Moving on to disc two and you'll find a collection of trailers and two scripts which were written in various stages of the film's long production history (dated 1996 and 2005).

‘Animatics’ are one the strangest of all DVD extras, presenting a cartoon vision of how the crew intend to film certain scenes. The scenes in question all closely resemble the animatics shown here; although whether anyone, aside from wannabe film-makers, would bother giving them a second watch is up for debate.

Fans of collectibles will be interested by the featurette which delves into the world of Weta, one of the most respected makers of movie memorabilia. It's very short, but worth a look for the fanboys.

The camaraderie on set is showcased even more so with the short film ‘The Present’, which details how Jack Black and various other cast members shot a short film to give to Peter Jackson on his birthday. It's one of the most entertaining featurettes contained over the three discs.

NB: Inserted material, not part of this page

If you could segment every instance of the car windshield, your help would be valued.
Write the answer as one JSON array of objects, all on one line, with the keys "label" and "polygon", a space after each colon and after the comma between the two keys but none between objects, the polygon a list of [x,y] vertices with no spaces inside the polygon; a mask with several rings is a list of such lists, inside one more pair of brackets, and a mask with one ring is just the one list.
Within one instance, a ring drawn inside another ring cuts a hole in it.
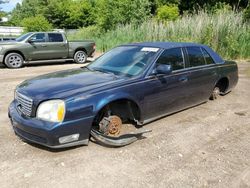
[{"label": "car windshield", "polygon": [[115,75],[139,75],[151,63],[159,48],[120,46],[99,57],[87,68]]},{"label": "car windshield", "polygon": [[24,41],[25,39],[27,39],[30,35],[32,35],[33,33],[26,33],[24,35],[21,35],[20,37],[16,38],[17,42],[21,42]]}]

Perhaps the biggest incentive for fans to make the upgrade to the extended edition is the three-hour documentary that can be found on the third disc. This can be viewed by separate chapters or in its entirety. This is about a thorough as a documentary can ever get, and although it's a little overwhelming, the commitment to give detail to every aspect of the film-making process (from early pre-production to Peter Jackson's final thoughts) should be applauded.

Finally, we conclude things with the ‘Conceptual Design Galleries’. Once again, this will be of more interest to those with a strong interest in film-making as opposed to a general viewing audience.

King Kong: Deluxe Extended Edition


An exhaustive supply of extras means that fans of the film may be inclined to trade in their existing DVD for this revised special edition. Alas, the extended cut itself only highlights what was wrong with the film when it was shown in cinemas. It's an enjoyable fantasy, but there's always the feeling that half the runtime would make twice the movie.